Уши физика принялись медленно багроветь. Но штурман больше ничего не добавил и спрыгнул с крыла. Константин разочарованно пошурудил в костре.

– Вон она торчит, – сказал Галюченко спокойно и между делом, как если бы сказал: «Садитесь кушать, все остыло», и кивнул на рукоятку, видневшуюся чуть поодаль на вытоптанном месте. – Сам же вчера бросил в мелкого, того, что из костра ужин утащил. Не стыдно, не?

– О! Она, – невозмутимо выдернул из земли отвертку Алексей и как ни в чем не бывало спросил Прошу: – А чего противогаз притащил?

Тот сопел и пытался отсоединить заклинившую крышку фильтра. Открыл. Понюхал. Покачал головой.

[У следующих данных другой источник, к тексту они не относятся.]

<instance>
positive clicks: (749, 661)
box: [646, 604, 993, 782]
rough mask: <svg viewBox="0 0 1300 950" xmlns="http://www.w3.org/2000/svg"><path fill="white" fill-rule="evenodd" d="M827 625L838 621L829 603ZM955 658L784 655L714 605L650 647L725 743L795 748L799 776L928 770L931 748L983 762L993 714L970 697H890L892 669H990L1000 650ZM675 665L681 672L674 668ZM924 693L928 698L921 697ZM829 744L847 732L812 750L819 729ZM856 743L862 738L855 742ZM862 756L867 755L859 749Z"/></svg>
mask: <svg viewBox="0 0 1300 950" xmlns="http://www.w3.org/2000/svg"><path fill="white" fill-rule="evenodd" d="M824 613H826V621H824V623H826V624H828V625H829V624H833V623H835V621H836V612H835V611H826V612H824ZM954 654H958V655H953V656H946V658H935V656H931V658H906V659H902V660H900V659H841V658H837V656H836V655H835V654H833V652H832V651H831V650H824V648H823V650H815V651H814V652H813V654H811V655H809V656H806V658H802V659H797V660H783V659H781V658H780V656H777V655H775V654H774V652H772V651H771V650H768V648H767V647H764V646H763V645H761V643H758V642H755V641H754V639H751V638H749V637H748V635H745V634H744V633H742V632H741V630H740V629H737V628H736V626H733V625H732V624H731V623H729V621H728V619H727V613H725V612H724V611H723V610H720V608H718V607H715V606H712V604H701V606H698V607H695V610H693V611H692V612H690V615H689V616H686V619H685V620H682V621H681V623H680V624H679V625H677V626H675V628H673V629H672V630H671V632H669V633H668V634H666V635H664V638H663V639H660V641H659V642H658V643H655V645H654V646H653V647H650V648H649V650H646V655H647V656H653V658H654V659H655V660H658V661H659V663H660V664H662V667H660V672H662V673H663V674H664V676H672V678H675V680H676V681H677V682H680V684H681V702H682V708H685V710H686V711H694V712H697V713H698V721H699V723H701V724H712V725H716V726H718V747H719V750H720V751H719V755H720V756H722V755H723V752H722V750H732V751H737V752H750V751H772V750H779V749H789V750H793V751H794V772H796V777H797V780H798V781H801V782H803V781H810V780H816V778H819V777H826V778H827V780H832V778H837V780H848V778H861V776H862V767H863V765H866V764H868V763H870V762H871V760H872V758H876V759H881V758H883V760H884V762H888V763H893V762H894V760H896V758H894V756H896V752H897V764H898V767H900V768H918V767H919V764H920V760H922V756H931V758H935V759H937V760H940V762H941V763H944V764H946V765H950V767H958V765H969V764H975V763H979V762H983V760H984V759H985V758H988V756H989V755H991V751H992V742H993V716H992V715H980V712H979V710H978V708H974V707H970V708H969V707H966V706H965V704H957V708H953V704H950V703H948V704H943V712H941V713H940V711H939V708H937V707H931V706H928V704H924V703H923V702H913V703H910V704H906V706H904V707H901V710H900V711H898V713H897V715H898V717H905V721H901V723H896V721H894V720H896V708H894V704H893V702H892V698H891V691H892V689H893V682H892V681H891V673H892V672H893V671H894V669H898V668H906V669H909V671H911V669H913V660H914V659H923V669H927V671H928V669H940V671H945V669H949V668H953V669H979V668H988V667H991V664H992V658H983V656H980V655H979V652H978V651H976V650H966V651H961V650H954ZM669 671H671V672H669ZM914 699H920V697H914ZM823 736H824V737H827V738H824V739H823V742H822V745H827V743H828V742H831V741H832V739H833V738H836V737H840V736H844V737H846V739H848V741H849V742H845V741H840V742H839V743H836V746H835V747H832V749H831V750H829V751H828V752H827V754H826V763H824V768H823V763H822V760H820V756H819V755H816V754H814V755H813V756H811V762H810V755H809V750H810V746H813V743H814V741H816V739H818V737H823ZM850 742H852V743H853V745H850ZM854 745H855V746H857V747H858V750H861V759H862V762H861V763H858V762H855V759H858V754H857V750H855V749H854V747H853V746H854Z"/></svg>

– Вкусно это точно не будет, слышал, такая вода напоминает фурацилин. Но хоть травиться перестанем.

Мы молчали. Фурацилин употреблять тоже как-то не тянуло, хотя, наверное, именно он и был бы к месту после употребления местной воды. Проша оторвался от противогаза, обвел нас глазами, восторга не увидел.

– Коробки-фильтра надолго не хватит, но попробуем хотя бы.

– Мне это нравится, – не очень уверенно сказал Галюченко. – А куда воду лить-то?

– В маску, – еще неуверенней сказал Проша, взял блокнот, карандаш и посмотрел на нас.

Написал «фильтр» и нарисовал перевернутый противогаз.

Костя заглядывал через плечо, Галюченко даже привстал. Я со своего места видел рисунок перевернутым, и это вдруг напомнило детство.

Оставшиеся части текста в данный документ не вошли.